The True Measure of Good Design
I listened with interest and a level of cynicism to an NPR interview of a bunch of high school kids touring the solar decathalon houses on the Washington Mall this summer. They loved the houses, which were clearly modernist in design, and could happily envision themselves living in such a house. I say cynicism because in ten years when they are looking for their first house to buy, I bet they will be looking for something "phony colony" or "neo-traditional"(Architectural anachronisms) in a garage door dominated subdivision. These kids will grow up and get conservative. Or maybe not. I have been encouraged recently to hear that the baby boomer's kids are not neccessarily looking for houses like they grew up in.

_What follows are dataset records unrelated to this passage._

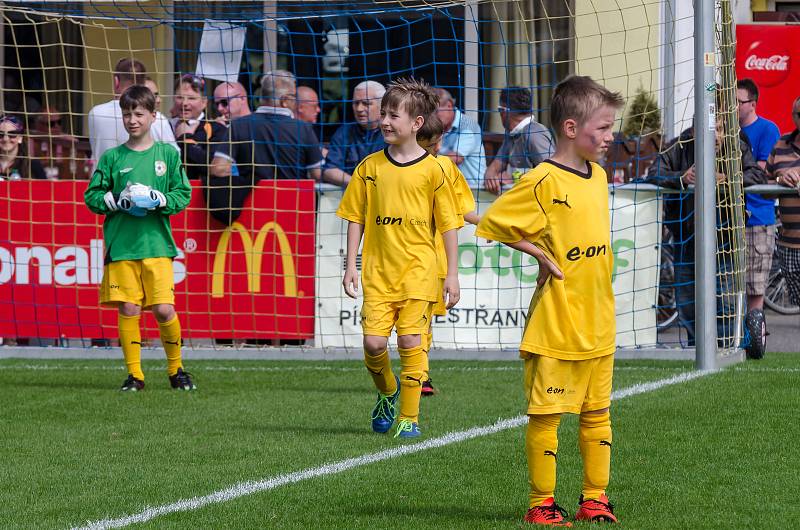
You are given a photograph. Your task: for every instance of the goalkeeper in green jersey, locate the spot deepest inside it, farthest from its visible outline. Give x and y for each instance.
(137, 186)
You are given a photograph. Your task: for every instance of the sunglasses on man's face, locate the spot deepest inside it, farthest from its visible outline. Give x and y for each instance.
(226, 101)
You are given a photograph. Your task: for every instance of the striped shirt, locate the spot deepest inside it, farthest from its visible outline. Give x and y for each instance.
(786, 154)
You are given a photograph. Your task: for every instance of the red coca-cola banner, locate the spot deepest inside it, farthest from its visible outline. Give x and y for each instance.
(770, 56)
(254, 279)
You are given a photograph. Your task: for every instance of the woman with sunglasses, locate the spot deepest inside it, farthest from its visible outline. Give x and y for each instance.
(14, 162)
(193, 131)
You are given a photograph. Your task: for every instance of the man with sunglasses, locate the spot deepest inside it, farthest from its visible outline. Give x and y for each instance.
(760, 225)
(527, 144)
(230, 100)
(105, 120)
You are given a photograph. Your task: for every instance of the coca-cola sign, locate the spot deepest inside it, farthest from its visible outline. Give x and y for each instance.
(774, 62)
(767, 63)
(767, 54)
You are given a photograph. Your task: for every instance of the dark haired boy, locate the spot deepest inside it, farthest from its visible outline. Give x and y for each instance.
(137, 186)
(394, 199)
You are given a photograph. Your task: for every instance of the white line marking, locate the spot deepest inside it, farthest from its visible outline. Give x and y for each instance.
(251, 487)
(320, 368)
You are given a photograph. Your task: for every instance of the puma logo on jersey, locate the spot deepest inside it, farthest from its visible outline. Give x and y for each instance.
(409, 378)
(564, 202)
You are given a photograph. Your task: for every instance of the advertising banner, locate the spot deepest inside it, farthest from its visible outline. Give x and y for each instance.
(497, 282)
(254, 279)
(768, 54)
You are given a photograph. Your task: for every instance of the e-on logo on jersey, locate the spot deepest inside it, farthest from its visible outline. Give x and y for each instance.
(381, 220)
(576, 253)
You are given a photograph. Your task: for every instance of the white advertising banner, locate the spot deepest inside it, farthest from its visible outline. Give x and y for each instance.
(497, 282)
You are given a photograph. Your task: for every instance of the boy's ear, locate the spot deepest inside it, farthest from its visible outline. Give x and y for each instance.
(569, 128)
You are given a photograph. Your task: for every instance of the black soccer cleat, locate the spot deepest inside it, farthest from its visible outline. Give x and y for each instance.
(182, 380)
(756, 326)
(132, 384)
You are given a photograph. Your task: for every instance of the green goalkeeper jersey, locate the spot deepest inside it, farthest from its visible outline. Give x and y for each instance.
(127, 237)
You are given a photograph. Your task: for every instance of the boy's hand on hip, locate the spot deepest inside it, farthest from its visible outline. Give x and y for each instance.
(452, 291)
(350, 282)
(546, 269)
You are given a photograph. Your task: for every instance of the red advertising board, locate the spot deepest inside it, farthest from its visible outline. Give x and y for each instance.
(254, 279)
(770, 56)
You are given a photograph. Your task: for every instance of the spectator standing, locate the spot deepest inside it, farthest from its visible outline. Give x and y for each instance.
(674, 168)
(307, 108)
(149, 83)
(462, 141)
(528, 143)
(783, 165)
(267, 144)
(352, 142)
(14, 164)
(194, 133)
(760, 224)
(105, 120)
(230, 100)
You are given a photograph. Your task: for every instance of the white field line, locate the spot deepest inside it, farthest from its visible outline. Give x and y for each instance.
(306, 367)
(248, 488)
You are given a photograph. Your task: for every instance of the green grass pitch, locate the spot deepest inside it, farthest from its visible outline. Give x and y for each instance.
(719, 451)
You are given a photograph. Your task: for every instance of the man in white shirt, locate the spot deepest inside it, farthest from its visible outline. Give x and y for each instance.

Green design is in, cool modern aesthetics are in, smaller footprints and better floor plans are in. natural light is important, neighborhood is important and not just for the quality of the local schools. A good measure of design is "would a twelve year old think it's cool?" This works for houses just as much as other forms of design such as automobiles and electronics.
Bob's Barn
Here is a view of my barn so far. I am gradually building it to house my studio in the loft which will be super-insulated and heated with a wood stove and maybe a solar air heating panel to the right of the big windows. The big windows are out of an old factory and will have to be weather-stripped. I will also add polycaronate interior shutters and a big heavy curtain to draw at night. Downstairs left and center, I covered the studs with a greenhouse poly and I'm putting slatted siding over this with screws. El-cheapo moderist detailing that makes for a beautiful storage room inside. April 4 note: I have spent $13,600 so far and will probably double that when all is said and done.